The company’s head of AI, Ziad Asghar, recently shared some insights in an exclusive interview with Benzinga, adding more fuel to the Qualcomm hype train. Read the exclusive here.

Asghar called the ongoing AI revolution a “transformational moment” for the industry and expressed confidence in Qualcomm’s unrivaled scale and potential. The company’s initiative of integrating AI into mobile devices, using a blend of generative and hybrid AI, signifies a promising future for Qualcomm, and potentially for its investors.

With the buzz around Qualcomm, seen by its shares rising more than 16% in the past month, some investors may be eyeing potential gains from the company’s dividends. As of now, Qualcomm’s dividend yield stands at 2.59%.

Also Read: Nancy Pelosi Sold Early, But This Congressman Waited Until Nvidia Hit $1 Trillion Market Cap To Sell

To figure out how to earn $500 monthly from Qualcomm dividends, we start with the yearly target of $6,000 ($500 x 12 months).

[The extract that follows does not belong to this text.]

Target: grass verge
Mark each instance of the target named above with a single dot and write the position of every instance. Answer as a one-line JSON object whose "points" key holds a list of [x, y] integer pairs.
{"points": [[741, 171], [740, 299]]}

Next, we take this amount and divide it by Qualcomm's 2.59% dividend yield: 2.59%: $6,000 / 0.0259 = $231,660.23.

So, an investor would need to own approximately $231,660.23 worth of Qualcomm, or 1,874 shares to generate a monthly dividend income of $500.

Assuming a more conservative goal of $100 monthly ($1,200 annually), we do the same calculation: $1,200 / 2.59% = $46,332.04, or 375 shares to generate a monthly dividend income of $100.

Note that dividend yield can change on a rolling basis, as the dividend payment and the stock price both fluctuate over time.

The dividend yield is calculated by dividing the annual dividend payment by the current stock price. As the stock price changes, the dividend yield will also change.

For example, if a stock pays an annual dividend of $2 and its current price is $50, its dividend yield would be 4%. However, if the stock price increases to $60, the dividend yield would decrease to 3.33% ($2/$60).

Conversely, if the stock price decreases to $40, the dividend yield would increase to 5% ($2/$40).

Further, the dividend payment itself can also change over time, which can also impact the dividend yield. If a company increases its dividend payment, the dividend yield will increase even if the stock price remains the same. Similarly, if a company decreases its dividend payment, the dividend yield will decrease.